Why i am not getting expected output while passing char to a function in C

Question

Here is the code I have written

#include<stdio.h>

main( )
{
    float a = 15.5 ;
    char ch = 'd' ;
    printit ( a, ch );
}
printit ( a, ch )
{
    printf ( "\n%f  %c ", a, ch ) ;
}

And the output is:

15.500000 ─

Here I am expecting the char d to be printed in place of -.

Answer 1

TL;DR, your code invokes undefined behavior.

You're using a dangerous (thankfully, now non-standard^Ref) way of getting the variable types, that is, type defaults to int.

As your variables are missing datatype definitions, they default to int. So, inside printtit(), a and ch are of type int.

Now, by passing a as the argument for %f, you invoke UB already. The program (and it's output) can neither be trusted nor be justified in any way.

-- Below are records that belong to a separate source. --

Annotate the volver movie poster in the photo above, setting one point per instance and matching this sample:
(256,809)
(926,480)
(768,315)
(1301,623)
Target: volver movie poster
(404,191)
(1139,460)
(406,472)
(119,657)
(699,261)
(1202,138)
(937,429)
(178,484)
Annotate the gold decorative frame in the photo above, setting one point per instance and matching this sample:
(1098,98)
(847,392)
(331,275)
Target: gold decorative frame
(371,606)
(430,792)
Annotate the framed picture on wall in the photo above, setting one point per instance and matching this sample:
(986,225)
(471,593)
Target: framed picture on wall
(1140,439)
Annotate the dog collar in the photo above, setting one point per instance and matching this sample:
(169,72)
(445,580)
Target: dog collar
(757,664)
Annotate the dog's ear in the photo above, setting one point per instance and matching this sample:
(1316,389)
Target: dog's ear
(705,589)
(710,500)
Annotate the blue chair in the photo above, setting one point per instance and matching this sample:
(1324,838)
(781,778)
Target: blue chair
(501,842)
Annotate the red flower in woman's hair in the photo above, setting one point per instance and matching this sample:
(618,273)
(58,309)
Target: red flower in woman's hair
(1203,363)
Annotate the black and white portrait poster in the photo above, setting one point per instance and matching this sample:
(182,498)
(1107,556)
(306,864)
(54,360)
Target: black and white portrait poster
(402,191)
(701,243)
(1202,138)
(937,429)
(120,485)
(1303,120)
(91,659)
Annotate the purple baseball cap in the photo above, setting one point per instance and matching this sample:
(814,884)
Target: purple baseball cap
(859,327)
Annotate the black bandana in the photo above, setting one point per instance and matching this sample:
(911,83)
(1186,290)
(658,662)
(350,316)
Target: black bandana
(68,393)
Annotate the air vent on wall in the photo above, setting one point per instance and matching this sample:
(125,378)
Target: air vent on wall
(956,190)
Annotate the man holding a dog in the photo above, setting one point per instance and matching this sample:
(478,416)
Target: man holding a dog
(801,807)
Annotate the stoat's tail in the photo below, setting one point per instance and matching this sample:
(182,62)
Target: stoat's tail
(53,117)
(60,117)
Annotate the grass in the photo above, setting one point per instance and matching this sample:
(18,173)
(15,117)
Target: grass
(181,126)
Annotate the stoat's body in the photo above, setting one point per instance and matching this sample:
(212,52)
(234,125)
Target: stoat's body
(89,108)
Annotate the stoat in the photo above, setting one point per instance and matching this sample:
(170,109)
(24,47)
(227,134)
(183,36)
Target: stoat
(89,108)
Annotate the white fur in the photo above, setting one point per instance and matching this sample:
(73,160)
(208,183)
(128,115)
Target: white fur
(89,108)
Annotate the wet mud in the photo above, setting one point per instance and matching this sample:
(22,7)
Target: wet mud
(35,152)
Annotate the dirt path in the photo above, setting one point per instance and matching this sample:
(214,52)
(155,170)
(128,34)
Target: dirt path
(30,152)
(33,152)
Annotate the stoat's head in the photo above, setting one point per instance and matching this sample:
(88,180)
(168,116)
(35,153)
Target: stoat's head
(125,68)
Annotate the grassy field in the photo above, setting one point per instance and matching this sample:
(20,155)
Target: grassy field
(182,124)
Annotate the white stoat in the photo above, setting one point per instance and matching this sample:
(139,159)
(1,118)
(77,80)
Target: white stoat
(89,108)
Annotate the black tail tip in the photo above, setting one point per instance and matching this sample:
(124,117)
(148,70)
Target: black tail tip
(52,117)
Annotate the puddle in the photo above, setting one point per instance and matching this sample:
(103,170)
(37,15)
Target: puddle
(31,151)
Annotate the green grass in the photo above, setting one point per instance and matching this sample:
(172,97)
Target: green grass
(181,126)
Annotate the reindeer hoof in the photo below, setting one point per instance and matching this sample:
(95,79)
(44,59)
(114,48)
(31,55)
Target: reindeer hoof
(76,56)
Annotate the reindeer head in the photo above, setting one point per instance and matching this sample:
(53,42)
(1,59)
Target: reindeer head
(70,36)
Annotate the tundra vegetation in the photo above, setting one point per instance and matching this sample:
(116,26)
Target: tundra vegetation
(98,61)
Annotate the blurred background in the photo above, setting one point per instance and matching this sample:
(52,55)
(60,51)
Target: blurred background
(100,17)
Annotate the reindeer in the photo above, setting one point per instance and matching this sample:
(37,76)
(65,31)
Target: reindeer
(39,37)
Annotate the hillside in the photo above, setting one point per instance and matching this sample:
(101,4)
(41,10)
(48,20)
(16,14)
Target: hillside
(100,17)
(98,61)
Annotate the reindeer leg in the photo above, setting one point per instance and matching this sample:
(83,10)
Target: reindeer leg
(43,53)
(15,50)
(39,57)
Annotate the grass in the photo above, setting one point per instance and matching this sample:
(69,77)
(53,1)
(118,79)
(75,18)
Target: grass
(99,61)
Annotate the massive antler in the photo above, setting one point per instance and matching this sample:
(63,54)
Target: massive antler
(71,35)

Note : Enable compiler warnings and pay attention to them!

---

Ref: Quoting from C11 (available in C99 also),

Major changes in the second edition included:

. . . .

— remove implicit int

Answer 2

Although the question has been solved, I wanted to add a correctly rewritten version of your code:

#include<stdio.h>

void printit (float, char); // function declaration

int main(void)
{
    float a = 15.5 ;
    char ch = 'd' ;
    printit (a, ch);
    return (0);
}
void printit (float a, char ch)
{
    printf("\n%f  %c ", a, ch) ;
}